Ora, é em Ítaca que o corpo de Ulisses se torna verdadeiro protagonista e permite o reconhecimento último do herói. Primeiro, a governanta Euriclea reconhece seu senhor pela cicatriz de uma mordida de javali que o jovem Ulisses levara, quando havia ido caçar com seu avô. Em seguida, Argos, seu cão fiel, reconhece intuitivamente seu dono, exatamente antes de morrer, em uma cena particularmente emocionante. Em um terceiro momento, Ulisses é reconhecido por Penélope, seu equivalente feminino, tão astuciosa quanto ele, por uma prova de cumplicidade íntima. Nessas três cenas, descobrimos no corpo a inscrição duradoura dos instantes organizadores da vida psíquica: de um lado, a adolescência como ferida corporal ligada à primeira confrontação com a masculinidade, a transmissão e a morte; de outro, a evolução da atividade pulsional  ‘selvagem’ em direção a um domínio delicado de si mesmo e uma sucessão edipiana decidida. Finalmente, o encontro erótico com o alter-corpus e o segredo do leito-árvore no quarto conjugal se apresentam como último ‘signo’ de verdade e pedestal de ancoragem do sujeito.

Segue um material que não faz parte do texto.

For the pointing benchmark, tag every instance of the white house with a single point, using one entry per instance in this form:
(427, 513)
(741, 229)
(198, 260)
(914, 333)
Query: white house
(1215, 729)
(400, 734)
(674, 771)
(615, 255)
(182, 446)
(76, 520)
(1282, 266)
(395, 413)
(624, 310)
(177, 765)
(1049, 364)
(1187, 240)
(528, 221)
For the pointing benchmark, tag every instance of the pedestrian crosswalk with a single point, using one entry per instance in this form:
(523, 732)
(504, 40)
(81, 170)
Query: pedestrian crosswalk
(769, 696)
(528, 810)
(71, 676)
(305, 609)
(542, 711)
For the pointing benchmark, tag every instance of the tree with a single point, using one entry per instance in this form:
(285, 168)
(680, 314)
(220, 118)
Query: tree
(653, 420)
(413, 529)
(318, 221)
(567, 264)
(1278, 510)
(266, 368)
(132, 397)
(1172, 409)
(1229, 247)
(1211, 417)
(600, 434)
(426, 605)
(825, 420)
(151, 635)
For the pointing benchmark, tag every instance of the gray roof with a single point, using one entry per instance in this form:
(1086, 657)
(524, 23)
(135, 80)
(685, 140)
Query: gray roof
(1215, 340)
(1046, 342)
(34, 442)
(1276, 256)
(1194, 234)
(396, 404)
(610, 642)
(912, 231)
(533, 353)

Nesse trabalho de reconhecimento, o desafio da identidade, se desloca progressivamente da fala para o corpo e o outro. Se, no decorrer da Odisseia, o corpo de Ulisses não cessa de mudar de estado – ele é ferido, tratado, disfarçado, transformado em corpo desprezado ou embelezado –, quanto mais o herói se aproxima de Ítaca, mais esse corpo é tomado por sua realidade íntima. O retorno à Ítaca seria o sinônimo de um luto das imensas potencialidades de um Ego todo poderoso e só desejo? As marcas corporais iriam se tornar ocasiões para que o corpo fosse investido e falado novamente?

Surpreendentemente, Ulisses, esse herói pré-clássico, é profundamente moderno: sua personalidade não é tranquila, nem consensual, sua viagem é ambivalente – ao mesmo tempo errática e determinada –, e seu corpo – antes de seu reconhecimento final – é o corpo de ‘persona’, mergulhado em um jogo de aparências e de metamorfoses. Ao mesmo tempo, o trabalho de reconhecimento descrito na Odisseia ilustra a maneira pela qual as marcas na cartografia corporal podem servir de matéria prima para que o sujeito possa elaborar questões fundamentais para sua construção, como as origens, a vulnerabilidade, o pertencimento e a alteridade. Ora, por volta do final da obra, Ulisses nos deixa perplexos, quando anuncia à Penélope uma profecia a respeito de sua futura partida para novas aventuras. Situar o corpo – desconcertante até o fim! – seria, então, um trabalho paradoxal naquilo que nos convida a imaginar que outras formas tomará o que permanece fisicamente estranho, descontinuo e inadaptável.